私にラブレターが届いたことは、すでに学年中に広まっていて、誰が渡したのかみんなが当てようとしていた。

最初は文字で分かるんじゃないかと思って、お手紙とにらめっこしていたけど男の子の字なんてどれも一緒。乱雑で、読みにくい。お手紙の字だって、お世辞にも綺麗とは言えない。

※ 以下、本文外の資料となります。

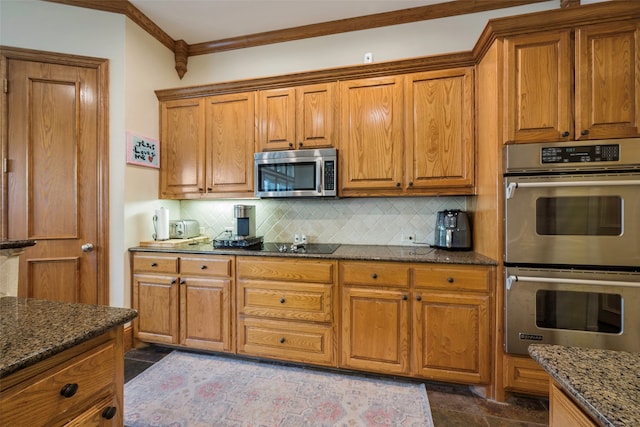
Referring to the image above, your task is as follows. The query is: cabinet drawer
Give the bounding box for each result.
[415,265,491,292]
[238,281,332,322]
[133,254,178,274]
[180,256,233,277]
[238,317,335,365]
[0,342,115,425]
[340,262,410,288]
[236,257,335,283]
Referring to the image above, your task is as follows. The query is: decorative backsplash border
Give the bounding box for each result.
[180,196,467,245]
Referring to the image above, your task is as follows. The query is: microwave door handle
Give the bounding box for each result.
[507,275,640,290]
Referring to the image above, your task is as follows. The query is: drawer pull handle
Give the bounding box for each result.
[102,406,117,420]
[60,383,78,398]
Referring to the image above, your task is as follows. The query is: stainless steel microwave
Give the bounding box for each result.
[254,148,338,198]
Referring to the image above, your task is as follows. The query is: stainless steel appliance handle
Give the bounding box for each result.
[506,180,640,200]
[507,275,640,290]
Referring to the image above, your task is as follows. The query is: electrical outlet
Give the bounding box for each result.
[400,231,416,243]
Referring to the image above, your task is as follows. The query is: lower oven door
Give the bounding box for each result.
[505,173,640,267]
[505,267,640,354]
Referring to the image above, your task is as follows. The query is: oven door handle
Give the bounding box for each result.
[506,180,640,200]
[507,275,640,291]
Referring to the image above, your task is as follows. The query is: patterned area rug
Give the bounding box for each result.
[124,351,433,427]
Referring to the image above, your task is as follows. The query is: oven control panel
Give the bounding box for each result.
[541,144,620,164]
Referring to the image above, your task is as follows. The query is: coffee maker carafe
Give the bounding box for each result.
[233,205,256,239]
[433,209,471,250]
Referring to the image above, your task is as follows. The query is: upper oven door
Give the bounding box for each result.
[504,173,640,267]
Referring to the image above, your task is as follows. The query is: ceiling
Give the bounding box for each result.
[129,0,449,45]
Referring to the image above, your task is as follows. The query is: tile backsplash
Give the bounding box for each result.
[180,196,467,245]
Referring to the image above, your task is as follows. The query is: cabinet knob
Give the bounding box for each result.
[60,383,78,398]
[102,406,117,420]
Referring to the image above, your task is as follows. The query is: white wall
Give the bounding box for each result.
[0,0,576,306]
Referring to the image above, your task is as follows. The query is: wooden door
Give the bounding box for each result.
[205,92,256,197]
[405,68,474,194]
[575,22,640,139]
[340,76,403,195]
[180,277,232,351]
[296,83,337,149]
[2,53,109,304]
[160,98,205,199]
[258,88,296,151]
[413,291,491,384]
[504,30,574,143]
[132,274,179,344]
[341,287,409,374]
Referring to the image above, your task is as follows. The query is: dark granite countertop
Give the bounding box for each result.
[529,344,640,427]
[0,297,138,378]
[0,240,36,249]
[129,243,497,265]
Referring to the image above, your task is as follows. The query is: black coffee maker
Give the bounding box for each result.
[432,209,471,250]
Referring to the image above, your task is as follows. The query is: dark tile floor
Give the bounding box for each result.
[124,346,549,427]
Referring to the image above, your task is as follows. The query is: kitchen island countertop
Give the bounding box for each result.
[529,344,640,427]
[0,297,137,378]
[129,243,498,265]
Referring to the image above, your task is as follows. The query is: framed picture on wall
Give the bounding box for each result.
[127,131,160,168]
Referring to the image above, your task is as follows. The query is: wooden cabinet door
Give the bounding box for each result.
[160,98,205,199]
[258,88,296,151]
[205,92,255,197]
[339,76,403,195]
[405,68,475,192]
[575,22,640,139]
[413,291,491,384]
[296,83,337,149]
[180,277,232,351]
[504,30,574,143]
[341,287,409,374]
[133,274,179,344]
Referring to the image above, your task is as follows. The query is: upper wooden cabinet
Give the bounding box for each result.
[339,76,403,195]
[160,92,255,199]
[160,99,205,199]
[504,22,640,143]
[258,83,337,151]
[205,92,256,197]
[405,68,475,193]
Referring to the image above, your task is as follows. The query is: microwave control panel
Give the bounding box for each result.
[541,144,620,164]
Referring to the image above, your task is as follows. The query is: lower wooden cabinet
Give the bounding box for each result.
[236,257,337,366]
[340,261,493,384]
[133,253,234,352]
[0,326,124,426]
[549,381,598,427]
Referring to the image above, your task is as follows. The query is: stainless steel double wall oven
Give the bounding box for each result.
[504,139,640,354]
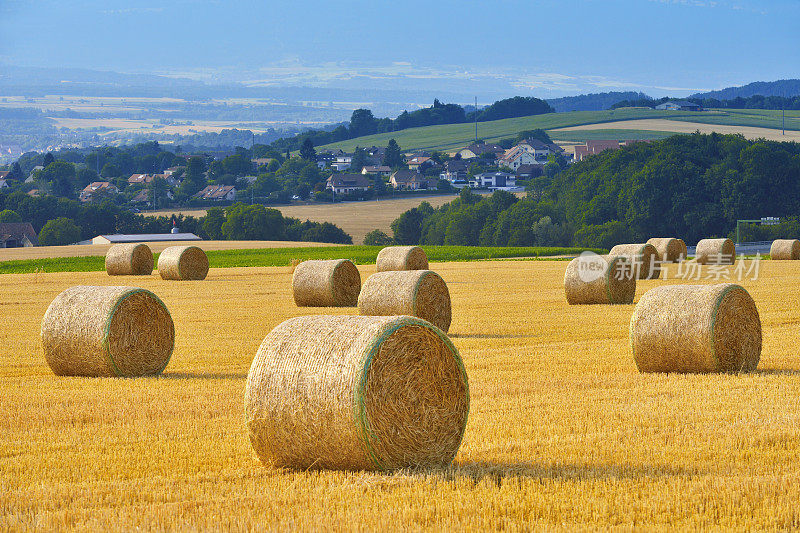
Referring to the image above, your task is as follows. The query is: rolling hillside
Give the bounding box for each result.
[318,108,800,151]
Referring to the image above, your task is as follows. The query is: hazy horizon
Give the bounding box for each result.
[0,0,800,98]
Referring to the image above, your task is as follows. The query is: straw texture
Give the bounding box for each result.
[608,243,661,279]
[245,316,469,470]
[375,246,428,272]
[630,283,761,373]
[106,243,153,276]
[292,259,361,307]
[158,246,208,280]
[564,256,636,305]
[694,239,736,265]
[647,237,686,263]
[41,286,175,377]
[769,239,800,261]
[358,270,452,333]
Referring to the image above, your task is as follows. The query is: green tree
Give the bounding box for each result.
[364,229,394,246]
[39,161,75,198]
[383,139,405,168]
[202,207,225,241]
[222,202,285,241]
[39,217,81,246]
[0,209,22,222]
[300,137,317,162]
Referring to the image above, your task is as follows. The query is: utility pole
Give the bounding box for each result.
[475,96,478,144]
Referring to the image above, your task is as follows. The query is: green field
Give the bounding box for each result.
[670,109,800,131]
[318,108,800,151]
[547,129,680,142]
[318,109,709,151]
[0,246,604,274]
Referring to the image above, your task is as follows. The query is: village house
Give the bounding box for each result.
[78,181,119,202]
[407,156,433,170]
[575,140,619,161]
[497,146,541,170]
[325,174,372,194]
[194,185,236,202]
[470,172,517,189]
[389,169,437,191]
[458,143,505,159]
[439,159,467,182]
[0,222,39,248]
[331,154,353,172]
[361,165,392,176]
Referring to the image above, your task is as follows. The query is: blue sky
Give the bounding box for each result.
[0,0,800,96]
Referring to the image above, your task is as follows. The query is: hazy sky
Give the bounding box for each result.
[0,0,800,96]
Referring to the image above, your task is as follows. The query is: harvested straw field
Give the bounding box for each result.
[769,239,800,261]
[0,261,800,531]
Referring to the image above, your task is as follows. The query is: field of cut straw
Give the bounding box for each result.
[0,261,800,531]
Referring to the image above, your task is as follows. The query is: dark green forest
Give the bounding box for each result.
[392,134,800,249]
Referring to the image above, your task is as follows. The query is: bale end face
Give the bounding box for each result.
[358,270,452,333]
[292,259,361,307]
[158,246,208,281]
[245,316,469,470]
[564,254,636,305]
[41,286,175,377]
[106,243,153,276]
[630,283,762,373]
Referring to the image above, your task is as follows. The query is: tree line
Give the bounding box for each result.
[392,133,800,249]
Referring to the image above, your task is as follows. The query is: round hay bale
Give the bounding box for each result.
[630,283,761,373]
[245,316,469,470]
[608,243,661,279]
[106,243,153,276]
[292,259,361,307]
[769,239,800,261]
[158,246,208,280]
[647,237,686,263]
[358,270,452,333]
[41,286,175,377]
[694,239,736,265]
[564,254,636,305]
[375,246,428,272]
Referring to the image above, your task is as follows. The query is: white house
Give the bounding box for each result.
[470,172,517,189]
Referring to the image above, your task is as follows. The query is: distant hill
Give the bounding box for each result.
[692,79,800,100]
[547,91,649,113]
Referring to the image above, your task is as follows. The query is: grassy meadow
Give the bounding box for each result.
[0,261,800,531]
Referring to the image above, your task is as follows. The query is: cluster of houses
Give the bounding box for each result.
[317,139,563,194]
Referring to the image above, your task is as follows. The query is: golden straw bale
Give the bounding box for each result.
[375,246,428,272]
[608,243,661,279]
[106,242,153,276]
[245,316,469,470]
[41,286,175,377]
[630,283,761,373]
[358,270,452,333]
[769,239,800,261]
[564,254,636,305]
[694,239,736,265]
[158,246,208,280]
[292,259,361,307]
[647,237,686,263]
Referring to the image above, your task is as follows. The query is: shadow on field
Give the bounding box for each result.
[159,372,247,379]
[442,462,702,485]
[450,333,536,339]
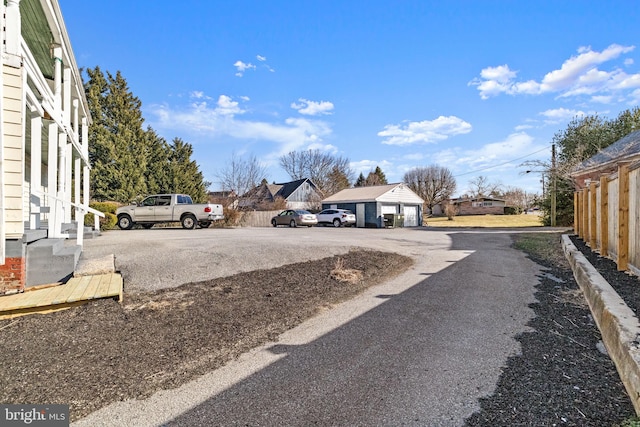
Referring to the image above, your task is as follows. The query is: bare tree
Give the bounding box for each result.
[280,150,353,195]
[469,175,502,197]
[403,165,456,211]
[502,187,535,212]
[217,153,266,201]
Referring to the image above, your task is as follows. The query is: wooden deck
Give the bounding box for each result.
[0,273,123,319]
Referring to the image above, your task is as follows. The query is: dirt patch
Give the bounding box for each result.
[465,234,637,427]
[0,250,412,421]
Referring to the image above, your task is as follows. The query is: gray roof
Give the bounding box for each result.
[322,183,422,203]
[573,130,640,174]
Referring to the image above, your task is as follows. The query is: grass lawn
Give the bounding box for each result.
[425,214,542,227]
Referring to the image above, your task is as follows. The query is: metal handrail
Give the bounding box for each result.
[32,190,105,246]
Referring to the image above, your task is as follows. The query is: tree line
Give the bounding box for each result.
[85,67,640,225]
[84,67,209,203]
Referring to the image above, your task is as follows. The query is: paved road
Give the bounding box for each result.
[77,228,540,426]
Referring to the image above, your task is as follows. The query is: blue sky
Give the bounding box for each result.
[60,0,640,194]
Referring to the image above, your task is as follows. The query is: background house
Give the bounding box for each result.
[240,178,322,211]
[451,196,506,215]
[571,130,640,190]
[322,183,424,227]
[0,0,91,294]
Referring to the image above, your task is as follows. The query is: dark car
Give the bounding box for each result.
[271,209,318,227]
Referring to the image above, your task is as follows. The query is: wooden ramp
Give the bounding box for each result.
[0,273,123,319]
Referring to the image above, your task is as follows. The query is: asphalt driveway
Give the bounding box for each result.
[77,228,540,426]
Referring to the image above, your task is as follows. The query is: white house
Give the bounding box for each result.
[0,0,97,295]
[322,183,424,228]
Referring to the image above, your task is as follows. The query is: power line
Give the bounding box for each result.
[453,147,549,178]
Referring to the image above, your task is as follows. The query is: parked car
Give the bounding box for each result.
[316,209,356,227]
[116,194,224,230]
[271,209,318,227]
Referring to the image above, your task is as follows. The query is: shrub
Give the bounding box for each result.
[84,202,120,230]
[444,203,458,221]
[213,206,242,227]
[504,206,522,215]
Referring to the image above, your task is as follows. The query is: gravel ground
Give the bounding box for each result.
[466,235,639,427]
[0,233,640,427]
[0,250,412,421]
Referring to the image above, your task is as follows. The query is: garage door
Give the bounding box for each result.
[404,206,418,227]
[380,205,398,215]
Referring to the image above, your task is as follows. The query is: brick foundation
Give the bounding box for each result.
[0,239,27,295]
[0,257,27,295]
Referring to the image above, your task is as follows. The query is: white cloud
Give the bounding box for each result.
[189,90,211,99]
[469,44,640,99]
[591,95,614,104]
[233,61,256,77]
[378,116,471,145]
[349,159,393,178]
[540,108,585,123]
[149,94,334,156]
[291,98,333,116]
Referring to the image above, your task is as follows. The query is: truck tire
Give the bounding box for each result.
[180,214,198,230]
[118,214,133,230]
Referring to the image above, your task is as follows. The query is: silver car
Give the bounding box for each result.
[271,209,318,227]
[316,209,356,227]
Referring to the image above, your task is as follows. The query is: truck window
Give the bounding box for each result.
[156,196,171,206]
[140,197,156,206]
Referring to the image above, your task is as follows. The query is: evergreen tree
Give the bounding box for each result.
[324,167,351,197]
[85,67,147,202]
[365,166,388,185]
[85,67,209,202]
[169,138,209,203]
[145,127,172,194]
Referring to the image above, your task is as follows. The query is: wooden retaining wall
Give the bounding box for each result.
[574,162,640,275]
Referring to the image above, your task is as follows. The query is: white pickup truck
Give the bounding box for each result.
[116,194,224,230]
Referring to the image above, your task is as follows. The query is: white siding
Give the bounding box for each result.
[2,65,24,239]
[404,206,418,227]
[376,184,423,204]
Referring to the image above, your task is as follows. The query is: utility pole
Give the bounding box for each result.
[551,144,557,227]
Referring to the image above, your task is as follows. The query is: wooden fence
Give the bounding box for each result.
[574,162,640,275]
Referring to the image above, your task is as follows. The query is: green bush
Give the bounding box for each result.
[84,202,120,230]
[504,206,522,215]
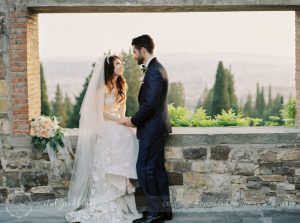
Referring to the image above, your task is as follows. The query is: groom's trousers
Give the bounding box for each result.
[136,137,170,216]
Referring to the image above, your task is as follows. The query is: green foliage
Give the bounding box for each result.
[215,109,250,126]
[64,94,73,127]
[68,69,94,128]
[248,118,263,126]
[280,97,296,127]
[200,61,238,115]
[40,64,51,115]
[52,84,67,127]
[212,61,230,115]
[265,116,281,126]
[168,104,191,127]
[168,104,251,127]
[168,81,185,107]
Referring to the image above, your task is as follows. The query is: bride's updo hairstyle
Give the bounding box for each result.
[104,55,127,102]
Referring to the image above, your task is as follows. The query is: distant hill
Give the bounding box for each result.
[42,53,295,108]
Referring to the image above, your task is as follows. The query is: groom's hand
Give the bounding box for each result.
[121,117,134,128]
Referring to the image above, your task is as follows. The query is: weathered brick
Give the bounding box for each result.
[31,193,55,201]
[184,172,206,187]
[165,147,183,160]
[201,192,231,205]
[262,151,276,162]
[0,80,8,97]
[259,175,287,182]
[0,188,8,203]
[234,163,258,176]
[4,172,20,188]
[21,172,48,188]
[173,161,192,172]
[211,145,231,160]
[168,172,183,186]
[0,99,8,112]
[183,147,207,160]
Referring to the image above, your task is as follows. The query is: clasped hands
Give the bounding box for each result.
[120,117,134,128]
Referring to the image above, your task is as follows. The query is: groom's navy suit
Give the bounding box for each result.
[131,58,172,216]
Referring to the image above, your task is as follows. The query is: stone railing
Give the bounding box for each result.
[0,127,300,208]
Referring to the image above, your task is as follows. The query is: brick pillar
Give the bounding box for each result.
[9,11,41,135]
[295,11,300,127]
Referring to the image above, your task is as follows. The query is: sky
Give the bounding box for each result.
[39,11,295,60]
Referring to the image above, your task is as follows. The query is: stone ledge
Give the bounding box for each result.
[66,127,300,148]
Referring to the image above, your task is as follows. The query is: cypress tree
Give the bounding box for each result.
[168,81,185,107]
[52,84,67,127]
[212,61,230,115]
[40,63,51,115]
[64,94,73,127]
[121,50,143,116]
[68,70,94,128]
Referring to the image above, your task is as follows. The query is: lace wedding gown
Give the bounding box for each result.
[65,88,140,223]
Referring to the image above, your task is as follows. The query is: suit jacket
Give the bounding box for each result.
[131,58,172,139]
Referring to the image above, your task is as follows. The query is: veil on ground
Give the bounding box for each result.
[68,56,105,210]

私のモヤモヤは積もっていく一方だった。


そして、その日の5時間目。
苦手な算数の時間。
先生のお話なんてつまんないから、お手紙とにらめっこすることにした。

つんつん

腕を突っつかれて隣を見てみる。

「どうしたの、梶原くん」

普段はお隣同士でも、授業中にお話なんてしないのにどうしたんだろうと思いながら聞いてみる。

「手紙誰が書いたかそんなに気になると?」

そう言って、梶原くんは視線を私の手元に落とす。
私は、ゆっくりと頷いた。

「じゃあ教えてあげる」

そして梶原くんは、自分のノートに何かを書き始めた。
私はそれを目で追う。

“その手紙を書いたのは”

そこまで書いて、顔を上げる梶原くん。そして私の目を見て、ニコッと笑う。
もう一度、ノートに視線を戻して書き始める。

“僕だよ”

それを読んだ私は、顔が熱くなった。
そして…。

“僕と付き合ってください”

その言葉に私は、無邪気な笑顔で頷いた。


私と梶原くんが付き合ったことはすぐに学年中に広がり、それと同時に、

“みことちゃんは早川くんのことが好き”

という情報が流れていた事を知った。
そういえば、クラスの男の子に好きな人聞かれて、早川くんって答えたような気がする。なんて考えながら1日が終わった。